Quote Originally Posted by savantu View Post
That's actually incredibly good.Why ? Because , IMO , Penryn has a better cache subsystem :

Penryn - 32KB L1 3 cycles , 6MB L2 15 cycles
Nehalem - 32KB L1 4 cycles , 256KB L2 11 cycles , 8MB L3 39 cycles

Nehalem has 4 cycles L1 , that's a lot , but if probably hidden with SMT and other techniques.The small L2 has very good latency , but at only 256KB it's really tiny.The L3 is very large , but also very slow.

Basically , it's far from optimal for single threaded apps ( Core/Penryn are best there ).
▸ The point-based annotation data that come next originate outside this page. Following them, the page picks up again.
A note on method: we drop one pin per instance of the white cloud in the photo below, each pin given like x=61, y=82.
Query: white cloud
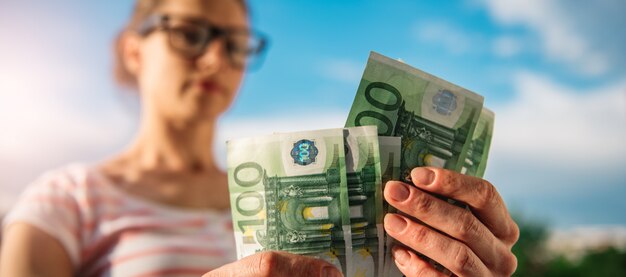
x=555, y=125
x=507, y=46
x=561, y=39
x=445, y=35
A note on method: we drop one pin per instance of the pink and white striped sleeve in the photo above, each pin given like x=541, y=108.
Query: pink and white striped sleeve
x=49, y=204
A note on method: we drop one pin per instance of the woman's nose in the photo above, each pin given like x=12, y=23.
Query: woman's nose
x=215, y=56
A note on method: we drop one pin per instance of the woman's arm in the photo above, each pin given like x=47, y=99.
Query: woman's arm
x=28, y=251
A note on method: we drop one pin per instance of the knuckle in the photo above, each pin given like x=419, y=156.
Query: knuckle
x=420, y=234
x=424, y=204
x=463, y=263
x=514, y=233
x=487, y=193
x=267, y=263
x=510, y=264
x=469, y=227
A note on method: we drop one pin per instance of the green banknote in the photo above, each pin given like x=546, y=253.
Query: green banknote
x=390, y=165
x=366, y=201
x=478, y=151
x=434, y=117
x=289, y=192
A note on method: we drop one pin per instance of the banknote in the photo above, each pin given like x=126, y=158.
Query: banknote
x=366, y=201
x=435, y=118
x=478, y=151
x=390, y=166
x=289, y=192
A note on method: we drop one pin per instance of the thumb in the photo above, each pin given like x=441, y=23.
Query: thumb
x=273, y=263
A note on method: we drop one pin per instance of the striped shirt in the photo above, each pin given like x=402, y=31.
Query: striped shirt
x=107, y=232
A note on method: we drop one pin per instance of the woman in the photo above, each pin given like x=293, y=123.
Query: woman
x=161, y=207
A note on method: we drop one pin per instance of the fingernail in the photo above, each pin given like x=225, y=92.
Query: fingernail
x=422, y=176
x=394, y=223
x=400, y=255
x=330, y=271
x=398, y=192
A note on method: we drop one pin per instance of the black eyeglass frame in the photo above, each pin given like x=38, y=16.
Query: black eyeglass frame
x=253, y=55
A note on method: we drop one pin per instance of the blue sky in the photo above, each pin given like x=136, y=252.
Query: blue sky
x=553, y=71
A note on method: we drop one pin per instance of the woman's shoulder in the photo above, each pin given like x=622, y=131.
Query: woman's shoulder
x=75, y=178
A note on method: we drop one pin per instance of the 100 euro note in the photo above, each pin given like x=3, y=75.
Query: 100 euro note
x=366, y=201
x=288, y=192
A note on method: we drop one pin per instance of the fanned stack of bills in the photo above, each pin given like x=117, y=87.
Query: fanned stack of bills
x=319, y=193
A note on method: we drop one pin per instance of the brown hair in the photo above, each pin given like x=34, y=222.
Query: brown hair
x=143, y=9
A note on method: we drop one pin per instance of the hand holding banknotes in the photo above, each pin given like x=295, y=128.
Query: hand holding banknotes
x=276, y=263
x=475, y=242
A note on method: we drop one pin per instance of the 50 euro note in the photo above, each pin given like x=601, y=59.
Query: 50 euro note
x=366, y=202
x=390, y=165
x=478, y=151
x=434, y=118
x=289, y=192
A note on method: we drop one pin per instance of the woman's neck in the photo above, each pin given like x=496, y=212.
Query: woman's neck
x=174, y=147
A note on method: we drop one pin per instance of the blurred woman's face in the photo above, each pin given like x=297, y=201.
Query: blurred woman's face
x=180, y=88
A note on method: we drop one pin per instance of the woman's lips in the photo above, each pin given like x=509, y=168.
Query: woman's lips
x=210, y=86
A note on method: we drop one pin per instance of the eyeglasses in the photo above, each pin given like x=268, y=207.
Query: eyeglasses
x=190, y=37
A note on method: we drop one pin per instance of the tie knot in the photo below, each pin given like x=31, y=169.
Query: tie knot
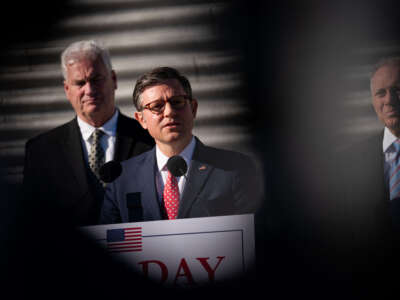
x=96, y=135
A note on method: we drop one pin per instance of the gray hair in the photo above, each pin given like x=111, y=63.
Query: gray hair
x=390, y=60
x=84, y=49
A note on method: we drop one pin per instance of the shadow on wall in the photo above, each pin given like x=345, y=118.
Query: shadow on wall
x=295, y=58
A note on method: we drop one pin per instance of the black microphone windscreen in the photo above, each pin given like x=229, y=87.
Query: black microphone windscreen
x=177, y=165
x=110, y=171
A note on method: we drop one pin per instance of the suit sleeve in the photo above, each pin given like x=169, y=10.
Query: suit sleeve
x=110, y=212
x=247, y=186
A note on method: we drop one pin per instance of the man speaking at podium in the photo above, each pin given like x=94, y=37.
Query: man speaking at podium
x=207, y=181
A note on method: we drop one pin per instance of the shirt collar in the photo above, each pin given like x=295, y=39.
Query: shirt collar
x=187, y=154
x=388, y=139
x=109, y=127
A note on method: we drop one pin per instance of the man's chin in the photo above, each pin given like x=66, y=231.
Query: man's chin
x=393, y=124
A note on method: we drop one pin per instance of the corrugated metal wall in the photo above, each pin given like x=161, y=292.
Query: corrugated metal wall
x=141, y=35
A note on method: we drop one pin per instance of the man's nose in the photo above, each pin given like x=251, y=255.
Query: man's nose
x=169, y=110
x=89, y=88
x=393, y=96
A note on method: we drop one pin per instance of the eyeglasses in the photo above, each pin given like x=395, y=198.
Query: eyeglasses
x=157, y=107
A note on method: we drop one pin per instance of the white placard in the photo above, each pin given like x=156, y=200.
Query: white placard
x=183, y=252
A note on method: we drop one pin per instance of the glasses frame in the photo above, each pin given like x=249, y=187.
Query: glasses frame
x=186, y=97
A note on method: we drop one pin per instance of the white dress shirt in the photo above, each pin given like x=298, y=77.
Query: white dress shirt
x=107, y=141
x=389, y=152
x=162, y=173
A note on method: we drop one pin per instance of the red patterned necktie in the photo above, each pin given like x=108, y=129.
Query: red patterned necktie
x=171, y=196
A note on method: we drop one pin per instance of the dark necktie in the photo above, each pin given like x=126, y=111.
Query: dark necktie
x=96, y=155
x=171, y=196
x=394, y=181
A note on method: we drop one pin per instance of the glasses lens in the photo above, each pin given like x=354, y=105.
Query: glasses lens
x=156, y=106
x=177, y=102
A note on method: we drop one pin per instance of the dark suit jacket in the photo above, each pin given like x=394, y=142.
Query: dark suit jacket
x=57, y=177
x=219, y=182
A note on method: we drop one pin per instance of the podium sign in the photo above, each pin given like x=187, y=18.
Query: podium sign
x=183, y=252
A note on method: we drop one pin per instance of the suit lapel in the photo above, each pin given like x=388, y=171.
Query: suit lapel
x=198, y=174
x=73, y=154
x=150, y=204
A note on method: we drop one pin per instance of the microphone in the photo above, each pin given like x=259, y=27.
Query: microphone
x=177, y=166
x=110, y=171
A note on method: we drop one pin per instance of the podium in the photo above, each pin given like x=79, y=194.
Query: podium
x=183, y=252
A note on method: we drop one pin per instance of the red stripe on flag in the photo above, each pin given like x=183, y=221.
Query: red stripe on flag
x=130, y=243
x=132, y=250
x=124, y=247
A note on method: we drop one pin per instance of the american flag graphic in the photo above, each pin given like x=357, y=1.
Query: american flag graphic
x=124, y=239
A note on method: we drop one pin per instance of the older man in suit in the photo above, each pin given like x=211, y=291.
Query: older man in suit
x=62, y=165
x=217, y=182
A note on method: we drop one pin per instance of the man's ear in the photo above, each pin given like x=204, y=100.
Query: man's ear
x=140, y=118
x=194, y=107
x=66, y=90
x=114, y=79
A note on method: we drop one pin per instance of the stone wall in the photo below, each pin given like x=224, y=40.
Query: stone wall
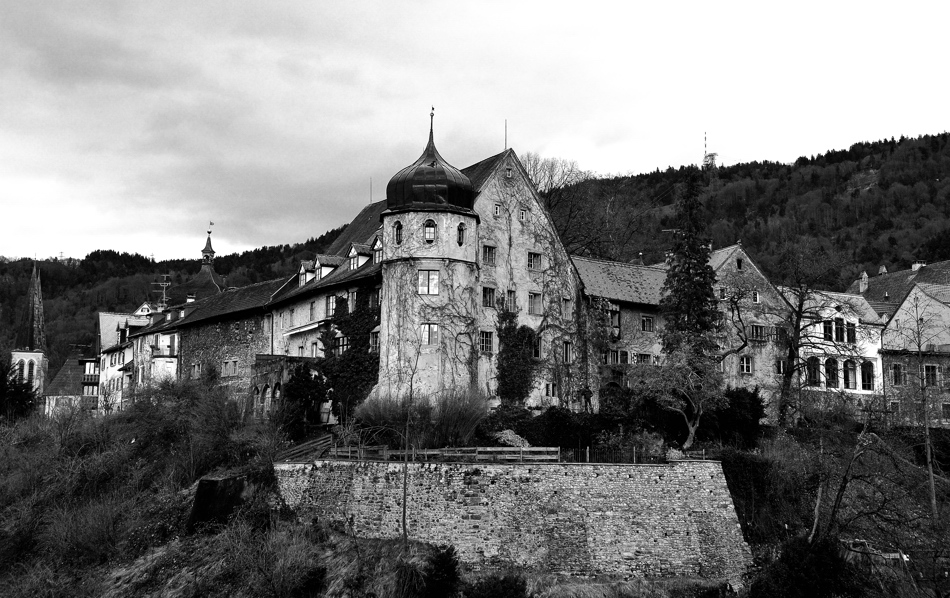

To be honest , I expected Nehalem to be slower than Penryn in single threaded apps that aren't BW dependant.This might still be the case , but it looks like Intel did its job.
Hell , even maintaining Penryn single thread performance coupled with K8/K10 scalability ( in fact even better ) makes Nehalem an excellent all around monster.
K10 actually went forward in "all-roundedness" (mostly multi-threaded but single threaded perf. went UP at least), and all it got was bashing by basically the same people rejoicing now. I'm gonna have to call you (and the others) out on this.

K8 scaled like C2Duo BTW. About the same underpinnings. It's just C2Q that started to show signs of fatigue with 4 cores.